While the Roy De Forest exhibit has recently closed, the Oakland Museum continues to sell the show’s catalogue.
With great anticipation, we await the arrival of this new tome from the University of California Press.
Roy De Forest’s brightly hued, crazy-quilted paintings and sculptures are dotted with nipples of color and inhabited by a cast of characters uniquely his own, a perennial favorite being his instantly recognizable, wild-eyed and pointy-eared dogs.
Published in conjunction with a retrospective exhibition of the American painter’s fifty-year career, Of Dogs and Other People reassesses De Forest’s art-historical position, placing him in a national rather than solely West Coast context.
Despite the playfulness of his work, close study of De Forest’s art reveals deep layers of meaning. He was a fan of adventure stories, pulp fiction, and underground commix, but he also commanded a vast knowledge of art history and read widely in a variety of disciplines, including poetry, literature, philosophy, psychology, science, and mathematics.

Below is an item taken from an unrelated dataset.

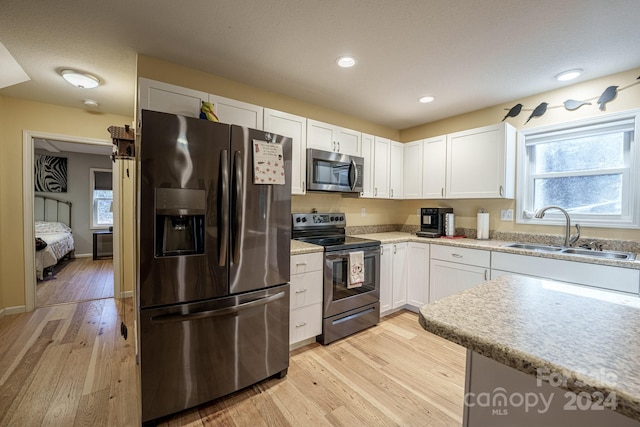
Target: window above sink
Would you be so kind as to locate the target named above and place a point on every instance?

He enjoyed secreting obscure art-historical references into his work: animals assume postures found in Medieval or Renaissance art, and his compositional strategies draw from sources ranging from the romantic landscape painters of the Hudson River School to the austere geometric abstractions of Piet Mondrian.
This engaging publication presents gorgeous color reproductions of De Forest’s finest artworks, plus a variety of figure illustrations that illuminate the artist’s diverse sources and freewheeling social and creative milieu in Northern California.
The book is authored by Susan Landauer, and published in association with the Oakland Museum of California. Cultural Currents will carry a full review in the coming months.